In the United States, Hanfstaengl looked up Roosevelt and Donovan. Both helped him get settled, and he began working in the family’s New York office. When war came, he was automatically an enemy alien. Under the law, and especially because of his known ties to the Nazi regime, he was required to be incarcerated as a threat to national security.

On the other hand, Hanfstaengl’s judgment of how senior Nazi officials and top-ranking military officers would react in a given circumstance was obviously of great value to Roosevelt. But equally obviously, Hanfstaengl could not be seen wandering around the White House, and picking his brain would be difficult if he were locked up somewhere in the Arizona desert with the other German threats to American National Security.

The solution proposed by Donovan and ordered executed by the commander in chief saw Hanfstaengl incarcerated under military guard in a suite in the Hotel Washington, a stone’s throw from the White House. The guard was U.S. Army Sergeant Egon Hanfstaengl, who called his prisoner “Poppa.”

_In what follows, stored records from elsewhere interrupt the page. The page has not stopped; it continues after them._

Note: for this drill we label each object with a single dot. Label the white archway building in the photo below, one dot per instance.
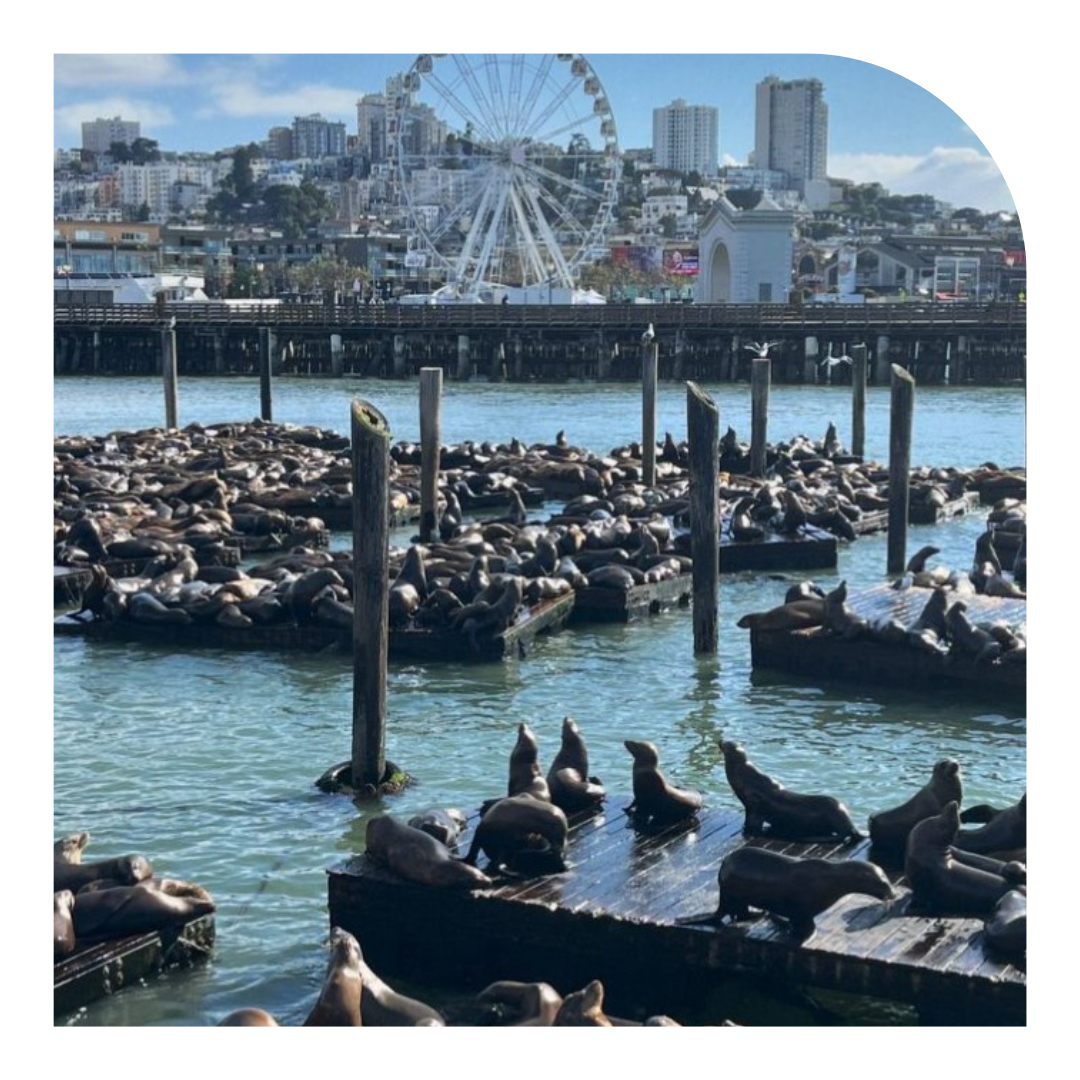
(745, 255)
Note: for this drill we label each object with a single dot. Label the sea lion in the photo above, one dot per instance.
(446, 826)
(417, 856)
(568, 781)
(583, 1008)
(248, 1017)
(338, 1002)
(129, 869)
(786, 813)
(890, 828)
(131, 909)
(523, 834)
(1007, 927)
(63, 923)
(530, 1004)
(1003, 835)
(656, 800)
(795, 889)
(941, 881)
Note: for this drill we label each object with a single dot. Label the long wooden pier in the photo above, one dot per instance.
(612, 916)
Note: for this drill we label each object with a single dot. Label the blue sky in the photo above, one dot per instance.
(882, 126)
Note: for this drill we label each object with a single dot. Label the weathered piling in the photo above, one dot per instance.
(431, 435)
(370, 556)
(901, 409)
(759, 379)
(703, 428)
(650, 362)
(859, 400)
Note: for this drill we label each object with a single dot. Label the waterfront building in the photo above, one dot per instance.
(686, 137)
(98, 135)
(791, 129)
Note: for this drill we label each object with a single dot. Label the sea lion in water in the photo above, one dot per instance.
(417, 856)
(522, 833)
(787, 813)
(942, 881)
(131, 909)
(656, 800)
(890, 828)
(338, 1002)
(63, 925)
(795, 889)
(568, 781)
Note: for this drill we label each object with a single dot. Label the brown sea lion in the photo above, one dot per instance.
(63, 925)
(795, 889)
(568, 780)
(416, 855)
(786, 813)
(339, 999)
(656, 800)
(941, 881)
(890, 828)
(116, 913)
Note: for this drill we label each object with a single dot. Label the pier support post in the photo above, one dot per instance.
(703, 432)
(462, 368)
(431, 437)
(760, 377)
(901, 410)
(859, 400)
(337, 355)
(169, 375)
(881, 363)
(370, 593)
(810, 360)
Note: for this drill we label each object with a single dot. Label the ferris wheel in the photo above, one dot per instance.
(507, 166)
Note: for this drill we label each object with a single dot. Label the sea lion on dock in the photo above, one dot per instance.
(941, 881)
(131, 909)
(63, 923)
(416, 855)
(786, 813)
(523, 834)
(568, 781)
(890, 828)
(795, 889)
(656, 800)
(338, 1002)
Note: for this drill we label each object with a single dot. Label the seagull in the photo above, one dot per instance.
(760, 349)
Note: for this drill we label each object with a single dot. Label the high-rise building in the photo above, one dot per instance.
(791, 130)
(686, 137)
(98, 135)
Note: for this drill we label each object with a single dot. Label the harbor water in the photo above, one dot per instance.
(205, 760)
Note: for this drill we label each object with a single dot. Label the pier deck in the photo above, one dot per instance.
(612, 916)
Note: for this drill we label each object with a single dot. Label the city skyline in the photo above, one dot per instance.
(196, 102)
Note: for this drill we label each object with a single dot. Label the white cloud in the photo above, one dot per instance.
(67, 119)
(116, 69)
(958, 175)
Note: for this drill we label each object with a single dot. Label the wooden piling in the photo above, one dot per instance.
(901, 410)
(431, 436)
(703, 433)
(650, 362)
(370, 551)
(859, 365)
(760, 374)
(266, 373)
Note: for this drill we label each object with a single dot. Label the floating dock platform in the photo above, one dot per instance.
(612, 916)
(103, 968)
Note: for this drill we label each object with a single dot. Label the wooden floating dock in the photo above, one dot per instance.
(103, 968)
(818, 652)
(594, 604)
(612, 915)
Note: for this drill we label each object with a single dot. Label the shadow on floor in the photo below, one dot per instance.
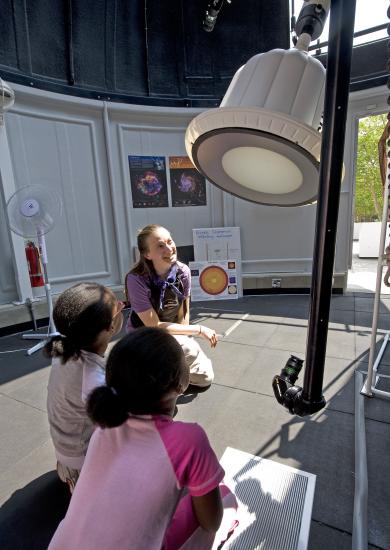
(30, 516)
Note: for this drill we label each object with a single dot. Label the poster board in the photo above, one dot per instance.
(188, 186)
(219, 244)
(214, 280)
(148, 181)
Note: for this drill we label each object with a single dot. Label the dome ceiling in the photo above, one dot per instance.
(152, 52)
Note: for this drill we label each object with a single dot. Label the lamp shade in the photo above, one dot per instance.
(263, 143)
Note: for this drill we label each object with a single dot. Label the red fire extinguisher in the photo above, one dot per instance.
(34, 264)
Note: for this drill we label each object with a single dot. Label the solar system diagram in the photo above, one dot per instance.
(214, 280)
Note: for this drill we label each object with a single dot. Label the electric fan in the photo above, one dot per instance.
(32, 212)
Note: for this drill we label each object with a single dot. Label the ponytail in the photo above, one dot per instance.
(105, 408)
(62, 346)
(81, 312)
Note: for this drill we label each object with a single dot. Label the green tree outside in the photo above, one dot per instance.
(368, 189)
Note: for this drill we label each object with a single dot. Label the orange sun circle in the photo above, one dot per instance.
(213, 280)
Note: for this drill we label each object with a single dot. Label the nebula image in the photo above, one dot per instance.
(187, 183)
(149, 184)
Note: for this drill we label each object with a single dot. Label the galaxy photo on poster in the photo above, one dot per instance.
(188, 187)
(148, 182)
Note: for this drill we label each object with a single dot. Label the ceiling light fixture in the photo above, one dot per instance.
(263, 143)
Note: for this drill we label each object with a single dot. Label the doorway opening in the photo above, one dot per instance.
(368, 206)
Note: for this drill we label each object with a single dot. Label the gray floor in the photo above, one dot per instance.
(239, 411)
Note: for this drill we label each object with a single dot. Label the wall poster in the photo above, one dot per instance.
(148, 181)
(214, 280)
(188, 186)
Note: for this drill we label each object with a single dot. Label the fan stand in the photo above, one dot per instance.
(52, 331)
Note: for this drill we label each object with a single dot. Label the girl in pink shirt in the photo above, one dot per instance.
(148, 482)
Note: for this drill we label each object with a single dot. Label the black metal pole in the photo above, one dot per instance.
(342, 16)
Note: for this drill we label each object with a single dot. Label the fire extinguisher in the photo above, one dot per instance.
(34, 264)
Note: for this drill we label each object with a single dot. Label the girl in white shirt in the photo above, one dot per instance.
(87, 315)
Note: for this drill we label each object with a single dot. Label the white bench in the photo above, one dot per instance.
(275, 503)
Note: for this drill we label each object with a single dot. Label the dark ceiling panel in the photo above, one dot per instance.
(130, 50)
(8, 52)
(143, 51)
(46, 37)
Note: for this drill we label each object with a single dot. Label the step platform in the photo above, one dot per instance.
(275, 503)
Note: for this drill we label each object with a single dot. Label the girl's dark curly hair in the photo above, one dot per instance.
(80, 314)
(141, 368)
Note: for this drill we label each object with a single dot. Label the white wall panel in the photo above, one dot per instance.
(67, 153)
(81, 148)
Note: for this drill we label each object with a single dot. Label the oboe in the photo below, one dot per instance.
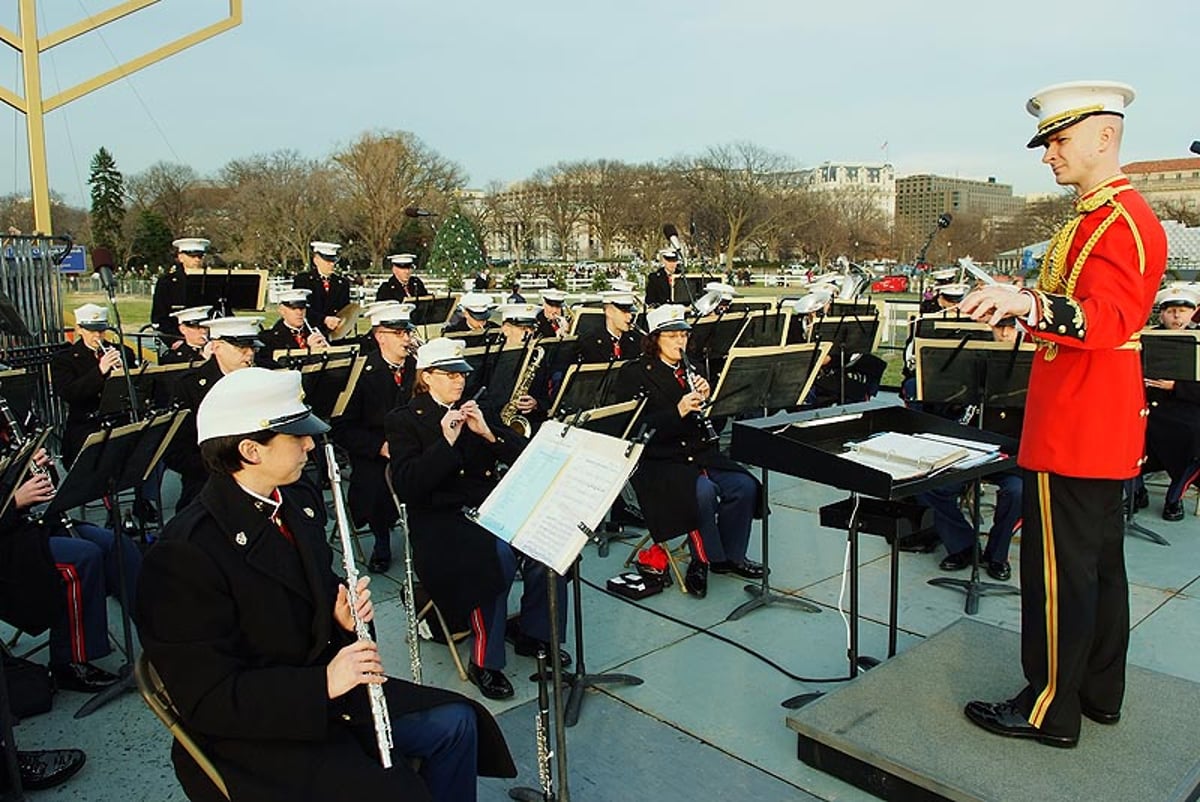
(378, 704)
(690, 373)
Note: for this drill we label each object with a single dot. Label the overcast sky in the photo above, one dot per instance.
(505, 88)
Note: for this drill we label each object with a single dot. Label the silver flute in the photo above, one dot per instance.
(378, 702)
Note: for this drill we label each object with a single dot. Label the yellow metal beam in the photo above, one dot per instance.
(93, 23)
(153, 57)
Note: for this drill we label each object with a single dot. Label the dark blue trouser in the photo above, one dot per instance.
(445, 738)
(958, 534)
(726, 501)
(487, 621)
(88, 566)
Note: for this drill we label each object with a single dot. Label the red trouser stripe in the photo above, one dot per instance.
(75, 611)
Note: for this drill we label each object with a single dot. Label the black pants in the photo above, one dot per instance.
(1074, 599)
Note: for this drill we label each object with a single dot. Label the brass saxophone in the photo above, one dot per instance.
(375, 692)
(509, 413)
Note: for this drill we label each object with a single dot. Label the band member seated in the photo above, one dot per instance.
(232, 341)
(618, 340)
(952, 526)
(190, 348)
(402, 285)
(250, 629)
(474, 316)
(79, 373)
(171, 289)
(385, 383)
(684, 484)
(329, 292)
(664, 285)
(444, 458)
(87, 572)
(292, 330)
(552, 322)
(1173, 429)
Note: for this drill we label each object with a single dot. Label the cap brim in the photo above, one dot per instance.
(307, 425)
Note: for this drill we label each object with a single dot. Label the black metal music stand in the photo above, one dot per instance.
(811, 446)
(113, 460)
(984, 376)
(761, 379)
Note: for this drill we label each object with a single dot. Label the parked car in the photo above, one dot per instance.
(893, 283)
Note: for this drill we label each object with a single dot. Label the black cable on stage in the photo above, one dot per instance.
(702, 630)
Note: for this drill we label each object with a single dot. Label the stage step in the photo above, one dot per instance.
(899, 731)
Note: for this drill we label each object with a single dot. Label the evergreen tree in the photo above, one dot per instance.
(456, 249)
(107, 201)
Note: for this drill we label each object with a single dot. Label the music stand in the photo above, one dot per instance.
(760, 379)
(587, 385)
(984, 375)
(113, 460)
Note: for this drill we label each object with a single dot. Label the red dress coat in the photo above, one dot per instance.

Roosevelt would visit his old pal by having his wheelchair rolled into a laundry truck at the White House. The truck would then drive to the basement service entrance of the Hotel Washington, and Roosevelt would then be wheeled through the kitchen to an elevator operated by a Secret Service agent and taken to Hanfstaengl’s suite.

“What were you doing with Hanfstaengl?” Donovan demanded. “And who was there?”

“Originally, myself,” Graham said. “And Howard Hughes. And Cletus Frade. And a German lieutenant colonel named Frogger. And then the President came in.”

“What the hell is this all about?” Donovan snapped. “And start at the beginning.”

His control then suddenly disappeared.

“You took Cletus Frade to see Hanfstaengl?” he demanded as spittle flew. “And some German officer? You better have a goddamned good reason.”

Dulles said softly: “How about a chance—admittedly not a very good one, but a chance—to eliminate Hitler? To remove Der Führer permanently from this vale of tears?”

It was a long moment before Donovan replied.

“I can’t believe that either of you, even half in the bag as you are, would joke about something like that.”

“We’re not,” Graham said simply. “And if you can keep your Irish temper under control, Bill, I’ll tell you what has happened.”

“Have at it,” Donovan snapped.

“Hoover’s head man in Buenos Aires—a fellow named Milton Leibermann, who learned to speak Spanish when he was an FBI agent in Spanish Harlem—defied J. Edgar’s strict orders to have no contact with the OSS down there by bringing to Cletus Frade the commercial counselor of the German Embassy and his wife, who had deserted their posts and come to him asking for asylum.”

“Why did he do that?” Donovan asked.

“You mean this guy Frogger?” Graham said. “According to Frade, he thought he was being thrown to the wolves by the SS people in the embassy. When the Froggers were ordered home to Germany, they took off.”

“Interesting, but I was asking about the FBI agent.”

“He told Frade he had no place to hide them,” Graham explained, “and he thought Frade could use them—or we could—to help keep track of all that Operation Phoenix money. So Frade took them. And told Allen about having them when they met at the Canoas Air Base in Brazil.”

“You met with Cletus Frade in Brazil?” Donovan asked. He was visibly angry, and now his voice was icy. “Funny, I never heard about that, Allen. Another of those things you decided I didn’t have to know?”

Dulles’s eyes tightened.

“I seem to recall, Bill, that the ‘condition of employment’ you mentioned before gave me the authority to run Europe as I see fit. Is that your recollection as well?”

Donovan didn’t reply.

“My understanding was that it did,” Dulles said. “And operating on that premise, I didn’t think I had to have your permission to meet with Cletus Frade, or to tell you that I had until I decided it was appropriate.”

Dulles let that sink in for a moment, then went on: “One of the players in Operation Valkyrie is Galahad’s father.”

Donovan knew that Operation Valkyrie was the code name used by disaffected members of the German High Command to identify their plan to assassinate Adolf Hitler.

Donovan said: “I suppose that since you and Alex have decided that neither I nor the commander in chief can be trusted with Galahad’s identity, you’re not going to identify his father either.”

“Only that he is a generalleutnant on Hitler’s inner staff who sees him on a daily basis,” Dulles said.

“Bill,” Graham said, “we’d be willing to trust you with both names if we knew you wouldn’t run to the President with them. It boils down to the same thing. Things leak from the Oval Office, and we simply can’t take that risk with this.”